After posting a disappointing disappointed post and deleting it with the same disappointment, of course, I am again shown how lucky I am, and how childish my feelings are.
First of all…I love my job! I get to meet lots of people, I get to do lots of things, it’s one of the few jobs that have as little routine as possible. I don’t have to go to the same place every morning, I’m entrusted with huge responsibility(which I’m more than grateful and respectful for), my co-workers are fun, I’m not bound by any rules or restrictions. I wear what I want, do what I want( with certain limits, of course). My job is always a challenge, my job is basically my new man, and it is every bit consuming and passionate just like my temper.
Second of all…I love people. I’m loved by many people in return. Like my former employers that are still encouraging me and taking care of me. It melts my heart with gratitude towards their graciousness and openness as to embrace such a person as myself. I never thought people could be so kind.
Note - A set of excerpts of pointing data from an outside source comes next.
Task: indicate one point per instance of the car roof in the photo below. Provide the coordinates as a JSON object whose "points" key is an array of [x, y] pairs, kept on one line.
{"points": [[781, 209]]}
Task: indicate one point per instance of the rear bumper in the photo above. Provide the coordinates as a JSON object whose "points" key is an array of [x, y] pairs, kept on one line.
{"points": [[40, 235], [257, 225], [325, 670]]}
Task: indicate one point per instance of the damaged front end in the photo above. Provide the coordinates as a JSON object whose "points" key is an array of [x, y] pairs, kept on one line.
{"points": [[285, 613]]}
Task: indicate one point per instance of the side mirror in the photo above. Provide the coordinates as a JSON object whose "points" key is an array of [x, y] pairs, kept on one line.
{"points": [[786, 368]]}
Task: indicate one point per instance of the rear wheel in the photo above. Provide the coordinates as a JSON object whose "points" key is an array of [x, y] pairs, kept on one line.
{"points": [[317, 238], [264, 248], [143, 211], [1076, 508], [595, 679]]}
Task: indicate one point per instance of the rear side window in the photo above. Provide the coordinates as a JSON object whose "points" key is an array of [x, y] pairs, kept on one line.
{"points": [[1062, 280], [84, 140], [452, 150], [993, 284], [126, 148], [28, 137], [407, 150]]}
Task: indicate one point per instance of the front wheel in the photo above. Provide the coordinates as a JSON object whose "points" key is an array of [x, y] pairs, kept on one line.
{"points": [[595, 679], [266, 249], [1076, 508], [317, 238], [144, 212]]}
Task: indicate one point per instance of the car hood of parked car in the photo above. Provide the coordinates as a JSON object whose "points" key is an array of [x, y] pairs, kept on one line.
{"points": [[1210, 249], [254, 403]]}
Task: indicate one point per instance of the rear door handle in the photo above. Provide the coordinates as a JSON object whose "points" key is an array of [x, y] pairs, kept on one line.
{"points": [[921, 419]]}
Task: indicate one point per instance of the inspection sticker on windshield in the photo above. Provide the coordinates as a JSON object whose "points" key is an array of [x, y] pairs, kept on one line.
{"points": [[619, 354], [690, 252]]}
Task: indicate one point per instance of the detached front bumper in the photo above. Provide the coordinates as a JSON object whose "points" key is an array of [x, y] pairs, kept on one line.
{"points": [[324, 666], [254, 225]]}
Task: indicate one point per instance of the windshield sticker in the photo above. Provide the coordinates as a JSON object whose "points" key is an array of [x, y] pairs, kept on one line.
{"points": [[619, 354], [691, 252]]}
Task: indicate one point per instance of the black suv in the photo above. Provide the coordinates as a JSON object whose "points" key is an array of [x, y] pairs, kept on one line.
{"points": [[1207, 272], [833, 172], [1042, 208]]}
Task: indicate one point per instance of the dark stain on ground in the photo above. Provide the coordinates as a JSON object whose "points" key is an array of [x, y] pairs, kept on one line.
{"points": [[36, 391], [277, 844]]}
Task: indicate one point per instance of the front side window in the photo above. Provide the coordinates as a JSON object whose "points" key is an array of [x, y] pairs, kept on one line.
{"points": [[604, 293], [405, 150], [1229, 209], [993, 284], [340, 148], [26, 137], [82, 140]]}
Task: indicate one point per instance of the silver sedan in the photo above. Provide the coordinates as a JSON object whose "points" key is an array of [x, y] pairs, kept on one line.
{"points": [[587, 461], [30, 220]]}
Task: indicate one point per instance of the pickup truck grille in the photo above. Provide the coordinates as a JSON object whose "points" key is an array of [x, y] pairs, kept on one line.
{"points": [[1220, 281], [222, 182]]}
Third of all…I have a wonderful man by my side. And he’s everything I ever wanted. Without possession or stupid fights. He’s respectful, amazing, gorgeous, loving, caring, attentive and he spoils me. And although he travels a lot he makes efforts to be in my life and to be present towards my achievements. I don’t think I could ask for more( even though I’m always tempted to:)) )
And lastly but not least…I have an amazing bunch of friends. Real friends, that know and love me with their heart and soul. Friends that are themselves such gems…and I’m amazed they’ve let me be part of their lives…even more so that they remain present in mine and ever so involved. By their choice. Because they love me.
So whenever I write the “disappointed” blog again…remember I go crazy from time to time. And I’m childish. But I’m told my fickle nature is one of the most lovable things about me. So thank you. I wish you all peace, love, a whole lot of kindness and space. You deserve it.